At the center of this symphony of distress is Joaquin Phoenix, who again proves he is an actor of great skill. His physique alone becomes a map of suffering. Like his religious acolyte in “The Master,” Phoenix’s shockingly thin frame becomes part of the film’s visual power. He bends himself or dances with a creepy elegance, we never even see him eat and when he stretches a smile with his fingers he looks like death. This isn’t the manic Joker of the Batman movies, but a sad man who cackles and does a jig to at least distract himself from the crumbling world of his life. If Phoenix is nominated for an Oscar it wouldn’t be a surprise, he dominates every scene with unnerving presence. Some actors can absolutely take a weak script and elevate it, this is what Phoenix does in “Joker.” Even when the final scenes turn into an absurd riot, with one ludicrous moment connecting the whole affair to the Batman franchise, you can’t deny the cosmetic, visual flare of Arthur rising above the rioters with a crimson smile illuminated by burning cars. It’s a bizarre case of the imagery saying more than the movie itself. It’s such moments that work better than Phillips’s crass use of violence, as in one scene where Arthur bashes in someone’s head in his apartment. It’s not provocative or shocking, just needless. Some might consider Arthur’s final act of vengeance when he finally goes on TV bold, but it feels more like a gimmick. 

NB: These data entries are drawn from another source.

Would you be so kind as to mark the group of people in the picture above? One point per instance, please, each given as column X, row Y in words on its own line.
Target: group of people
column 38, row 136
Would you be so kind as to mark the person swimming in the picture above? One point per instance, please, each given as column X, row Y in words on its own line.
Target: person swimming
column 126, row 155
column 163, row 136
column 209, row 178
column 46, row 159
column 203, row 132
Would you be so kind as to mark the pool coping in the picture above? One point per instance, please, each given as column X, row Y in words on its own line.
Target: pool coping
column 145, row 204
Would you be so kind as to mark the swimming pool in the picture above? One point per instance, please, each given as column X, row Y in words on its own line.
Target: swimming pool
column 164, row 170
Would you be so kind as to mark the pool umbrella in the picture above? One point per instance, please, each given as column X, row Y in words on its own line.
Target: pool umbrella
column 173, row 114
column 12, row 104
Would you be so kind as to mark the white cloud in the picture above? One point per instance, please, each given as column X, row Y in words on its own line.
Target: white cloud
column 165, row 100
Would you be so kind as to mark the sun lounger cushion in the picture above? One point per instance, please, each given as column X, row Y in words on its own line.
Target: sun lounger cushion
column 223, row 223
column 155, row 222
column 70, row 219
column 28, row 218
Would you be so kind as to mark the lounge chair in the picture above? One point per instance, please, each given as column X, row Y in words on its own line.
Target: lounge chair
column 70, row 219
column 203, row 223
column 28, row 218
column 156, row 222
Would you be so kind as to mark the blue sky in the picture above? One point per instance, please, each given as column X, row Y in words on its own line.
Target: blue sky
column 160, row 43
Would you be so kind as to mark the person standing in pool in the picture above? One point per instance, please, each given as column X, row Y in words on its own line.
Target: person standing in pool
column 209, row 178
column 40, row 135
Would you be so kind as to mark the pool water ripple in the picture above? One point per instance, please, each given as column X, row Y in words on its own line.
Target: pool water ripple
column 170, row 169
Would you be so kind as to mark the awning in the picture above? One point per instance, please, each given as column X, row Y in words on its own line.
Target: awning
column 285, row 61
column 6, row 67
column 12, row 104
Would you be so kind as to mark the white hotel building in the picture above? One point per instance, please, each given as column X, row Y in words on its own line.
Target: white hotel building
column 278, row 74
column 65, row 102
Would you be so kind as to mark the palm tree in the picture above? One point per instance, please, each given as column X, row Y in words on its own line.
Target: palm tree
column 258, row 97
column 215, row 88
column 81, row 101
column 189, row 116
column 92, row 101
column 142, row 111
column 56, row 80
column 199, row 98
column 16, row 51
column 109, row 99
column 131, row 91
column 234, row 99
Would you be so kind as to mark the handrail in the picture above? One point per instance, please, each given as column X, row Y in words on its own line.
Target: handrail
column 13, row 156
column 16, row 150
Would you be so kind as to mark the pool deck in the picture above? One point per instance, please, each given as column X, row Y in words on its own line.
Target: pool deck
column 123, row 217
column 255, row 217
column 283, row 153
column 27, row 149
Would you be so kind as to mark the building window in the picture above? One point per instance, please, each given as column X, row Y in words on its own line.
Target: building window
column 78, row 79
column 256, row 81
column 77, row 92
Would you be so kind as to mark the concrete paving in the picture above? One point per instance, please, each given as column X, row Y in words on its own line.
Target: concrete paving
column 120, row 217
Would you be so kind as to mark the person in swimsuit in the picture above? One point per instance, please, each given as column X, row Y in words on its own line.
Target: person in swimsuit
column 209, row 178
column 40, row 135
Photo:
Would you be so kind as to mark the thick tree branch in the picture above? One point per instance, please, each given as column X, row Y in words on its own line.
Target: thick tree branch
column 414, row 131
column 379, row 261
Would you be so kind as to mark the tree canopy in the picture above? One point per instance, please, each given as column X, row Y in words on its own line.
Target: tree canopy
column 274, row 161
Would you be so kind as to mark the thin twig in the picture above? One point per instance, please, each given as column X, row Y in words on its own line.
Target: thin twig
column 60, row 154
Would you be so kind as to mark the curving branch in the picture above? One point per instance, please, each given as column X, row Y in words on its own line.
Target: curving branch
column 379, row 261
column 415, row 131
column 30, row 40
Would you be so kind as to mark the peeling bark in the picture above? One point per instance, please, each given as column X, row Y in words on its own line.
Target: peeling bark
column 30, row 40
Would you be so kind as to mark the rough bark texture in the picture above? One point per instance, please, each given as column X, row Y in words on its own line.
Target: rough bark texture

There has been much chatter in the media over “Joker” possibly influencing potentially violent subgroups like “incels.” It’s hard to say. Some might just find it cathartic since it’s so depressed. Even Trump haters might interpret something of the Donald in the dismissive billionaire Thomas Wayne. “Joker” isn’t even much of a straight forward plot, but instead a collection of sad moments. It’s not a comic book movie, but a shallow requiem. Take from it what you will, but it surely won’t be hope.

Joker” opens Oct. 3 in theaters nationwide.